Repeating simple designs or motifs is an effective way to make iconic compositions that catch the eye, and you can take this technique to its extreme to produce abstract art where the pattern itself becomes the subject of the art and not just a tool for rendering figures.
Karla Conmy’s River Meanders mosaic is a good example of repeating motifs taken to the level of abstraction, and Sally Scardino’s Hummingbird mosaic is a good example of using a repeated motif to make a figurative composition stronger.
Artist Sally Scardino emailed my some photos of her Mosaic Hummingbird right when I was looking for a good example to show how much stronger a composition could be when repeating patterns were used. The sharp petals of the flowers echo each other and the tips of the hummingbird’s upturned wings so that the work as a whole has continuity and a visual theme.
Yes, you could make a very interesting composition by including different shapes and varieties of flowers, but the dirty little secret is that repeating simple patterns are easier to make than coming up with different types of patterns, and they make the artwork stronger because our brains are built at the fundamental level to recognize repeating patterns.
In other words, this is a technique that beginners could leverage to make their artwork better while they are still developing basic skills.
All that being said, there is more to Sally’s mosaic than the repeated motif of sharp petals. Like all true artists, Sally couldn’t help but add extra details to make her work more interesting. Notice the seams of gold glass mosaic and the millefiori and glass gem berries, and the other small details Sally added to make her piece more interesting.
I think my favorite detail is Sally’s use of mottled stained glass for the petals of this one small flower above.
But now go back and look at the picture of the entire mosaic and notice that the flower doesn’t stand out from the background as strongly as the other flowers.
This is mainly because the green doesn’t contrast blue as strongly as yellow does, but the mottling of the glass also contributes to making the flower less sharp and “pushed toward the back” visually.

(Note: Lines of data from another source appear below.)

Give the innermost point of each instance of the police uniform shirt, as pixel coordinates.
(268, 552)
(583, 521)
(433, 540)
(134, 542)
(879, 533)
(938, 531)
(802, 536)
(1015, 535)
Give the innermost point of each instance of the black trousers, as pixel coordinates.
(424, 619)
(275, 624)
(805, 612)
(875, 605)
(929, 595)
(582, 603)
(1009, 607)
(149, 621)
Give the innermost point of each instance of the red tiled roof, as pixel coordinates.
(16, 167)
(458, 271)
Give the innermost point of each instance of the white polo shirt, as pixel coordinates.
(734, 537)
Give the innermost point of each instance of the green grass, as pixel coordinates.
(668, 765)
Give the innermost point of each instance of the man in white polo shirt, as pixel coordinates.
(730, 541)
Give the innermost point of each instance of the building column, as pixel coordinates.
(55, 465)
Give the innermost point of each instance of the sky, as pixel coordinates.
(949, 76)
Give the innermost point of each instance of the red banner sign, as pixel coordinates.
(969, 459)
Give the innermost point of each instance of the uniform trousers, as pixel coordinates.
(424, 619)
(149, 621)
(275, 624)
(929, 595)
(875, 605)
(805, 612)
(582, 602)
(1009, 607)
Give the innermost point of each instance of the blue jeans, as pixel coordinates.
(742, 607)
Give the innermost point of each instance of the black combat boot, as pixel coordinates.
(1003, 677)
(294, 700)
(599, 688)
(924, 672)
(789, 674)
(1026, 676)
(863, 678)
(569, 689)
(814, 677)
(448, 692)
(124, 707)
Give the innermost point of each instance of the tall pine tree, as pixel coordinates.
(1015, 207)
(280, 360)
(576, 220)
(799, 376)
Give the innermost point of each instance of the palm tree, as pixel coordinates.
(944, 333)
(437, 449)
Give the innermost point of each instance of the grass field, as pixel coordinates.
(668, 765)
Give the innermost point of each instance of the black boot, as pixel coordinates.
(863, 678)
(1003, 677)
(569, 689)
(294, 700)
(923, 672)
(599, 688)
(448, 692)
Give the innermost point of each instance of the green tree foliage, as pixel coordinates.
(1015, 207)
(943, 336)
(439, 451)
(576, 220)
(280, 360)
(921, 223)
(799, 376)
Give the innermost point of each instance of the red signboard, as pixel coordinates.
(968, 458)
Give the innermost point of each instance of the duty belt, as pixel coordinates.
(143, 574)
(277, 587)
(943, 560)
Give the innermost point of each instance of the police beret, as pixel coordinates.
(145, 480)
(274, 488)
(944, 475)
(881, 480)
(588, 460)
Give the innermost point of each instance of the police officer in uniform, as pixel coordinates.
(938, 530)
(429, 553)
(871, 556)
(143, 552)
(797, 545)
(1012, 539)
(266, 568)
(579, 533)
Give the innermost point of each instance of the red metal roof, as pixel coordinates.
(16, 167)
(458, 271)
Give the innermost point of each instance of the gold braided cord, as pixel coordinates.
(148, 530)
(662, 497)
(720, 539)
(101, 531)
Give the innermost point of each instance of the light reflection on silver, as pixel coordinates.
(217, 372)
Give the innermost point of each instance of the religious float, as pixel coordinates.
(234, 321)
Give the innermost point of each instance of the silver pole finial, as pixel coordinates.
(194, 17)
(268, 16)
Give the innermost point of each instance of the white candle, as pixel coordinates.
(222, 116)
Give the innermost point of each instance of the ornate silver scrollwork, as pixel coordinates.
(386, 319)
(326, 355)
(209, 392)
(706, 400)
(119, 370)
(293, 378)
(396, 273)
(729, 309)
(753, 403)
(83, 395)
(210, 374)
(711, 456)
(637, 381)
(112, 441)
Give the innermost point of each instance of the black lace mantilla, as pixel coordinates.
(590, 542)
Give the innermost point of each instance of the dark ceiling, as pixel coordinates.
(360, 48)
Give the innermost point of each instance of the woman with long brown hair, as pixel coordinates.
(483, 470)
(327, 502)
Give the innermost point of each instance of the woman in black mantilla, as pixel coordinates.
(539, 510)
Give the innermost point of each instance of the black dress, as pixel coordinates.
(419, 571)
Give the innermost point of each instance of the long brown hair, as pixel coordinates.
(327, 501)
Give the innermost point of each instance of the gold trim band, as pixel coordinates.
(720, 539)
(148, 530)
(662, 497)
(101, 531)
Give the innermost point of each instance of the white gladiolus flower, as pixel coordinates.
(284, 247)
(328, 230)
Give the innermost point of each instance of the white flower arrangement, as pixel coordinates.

Keep this in mind when you need render something in the background or middle distance.
Repeating motifs can also be an opportunity to explore variations on a theme, which is an effective learning exercise if you pay attention to each variation and do more than make clones.
Notice how each flower is unique and interesting in spite of all having the same general form: radial flower with a countable number of sharp petals, either cornered or pointed but not oval.
There aren’t any tufts or vases or fronds or all the countless shapes flowers come in. There is only one shape used, but each flower is still different because it was made by an artist who was really into what they were doing and not just trying to get done.
The line between realism and abstract art is a little blurry because you can always zoom in (or out) of many natural forms until all that is left is a repeating pattern.
Artist Karla Conmy said that one day she was watching a biography of the famous Russian ballet dancer, Rudolph Nureyev, who was born in a tiny village in Siberia, and after the program she looked up the village in Google Earth. Karla said she was awed by what she saw: the river meanders old and new and how the river had carved the land as it changed course over time, and it inspired her to make a mosaic of the meanders.
Karla’s mosaic can be seen as faithful depiction of geographic forms, but it also works as an abstraction. I like it very much, and it is a great example of how noticing the details and patterns around us is all you need to be inspired to make interesting art.
Note that although Karla used marble mosaic tile for her River Meanders mosaic, you can also make some fairly rustic mosaics with ordinary vitreous glass by restricting yourself to less intense colors. Keep that in mind if you are ever wanting the natural feel of stone but want something more affordable and much easier to cut. Glass is also frost-proof, while stone is not because it is porous. Stone is also vulnerable to acids in soils and rainwater.